Historic Detroit

Every building in Detroit has a story — we're here to share it

Michigan Central Railroad Depot

The Michigan Central Railroad Depot was the company's second station in Detroit, opening on the southwest corner of Third and West Jefferson avenues in 1884. The Romanesque Revival structure cost about $1 million to build (about $21 million in today's dollars).

Newspaper articles at the time deemed the depot the pride of Detroit. Numerous turrets made it look like a medieval castle and the waiting rooms -- there was a separate waiting room for ladies -- had marble floors. Its massive clock towered above everything around it.

The depot was designed by Cyrus L.W. Eidlitz, the architect responsible for One Times Square in New York City and the Dearborn Station (aka Polk Street Station) in Chicago, which opened two years after the MCRR station.

The brick-and-stone structure was the point of arrival and departure for all trains of the New York Central lines and connected with the Canadian division by ferry and tunnel. The thriving railroad added vastly to its waterfront shed space and tracks to serve a growing Detroit. Additions over the years extended the structure for two blocks, but it eventually outgrew its home.

Plans were already under way to replace the three-story depot when, on Dec. 26, 1913, the station was ravaged by a fire. The blaze started in the records room on the third floor of the building's northwest wing, near where the main depot attached to the freight sheds. Flames, which firefighters could not get under control, raged from 2 to 4 p.m. Rafters supporting the slate roof burned away, causing the roof to cave in.

A Detroit News article of the blaze said that the depot tower was photographed by newsreel and newspaper photographers until its 1,000-ton clock and cupola crashed to the ground. Above the first floor of the station, only charred walls remained.

The new Michigan Central Station, which stands abandoned today and is familiar to most in metro Detroit, was close enough to being completed that it was put into service quickly.
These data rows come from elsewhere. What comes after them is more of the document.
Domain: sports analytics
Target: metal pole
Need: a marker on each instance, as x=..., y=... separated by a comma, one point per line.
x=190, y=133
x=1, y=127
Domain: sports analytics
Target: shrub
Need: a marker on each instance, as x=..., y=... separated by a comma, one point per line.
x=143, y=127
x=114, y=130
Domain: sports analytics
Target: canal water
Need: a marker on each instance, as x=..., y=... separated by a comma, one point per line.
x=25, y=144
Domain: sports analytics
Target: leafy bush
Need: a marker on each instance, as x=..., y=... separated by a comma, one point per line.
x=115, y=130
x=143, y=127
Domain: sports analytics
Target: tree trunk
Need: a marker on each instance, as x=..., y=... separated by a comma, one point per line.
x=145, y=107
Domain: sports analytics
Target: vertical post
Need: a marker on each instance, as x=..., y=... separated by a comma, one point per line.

In fact, the Detroit Free Press reported, the first train to pull out of the new station left for Bay City at 5:20 p.m. -- about 3 1/2 hours after the fire started at the old station.

Despite the devastating blaze, the depot was not torn down, in fact surviving without its clock tower until 1966. The Michigan Central Railroad had become part of the of the New York Central in 1916, and for years, the Detroit office badgered the company for funds to demolish the decrepit building to save on taxes and eliminate what had become an eyesore.

While the depot was destroyed, the back of the station was still in use for decades longer. Freighters would steam up to the shore and drop off their loads, which were then shipped out through the depot.

While the tracks and freight sheds adjacent to the depot were still in use, vandals had smashed the windows as the old depot sat empty. An eerie fact when considering the fate that befell its predecessor at 14th and Michigan.

Finally, after decades of decay and abandonment, the New York Central Railroad came through with the money and the old depot was razed in June 1966.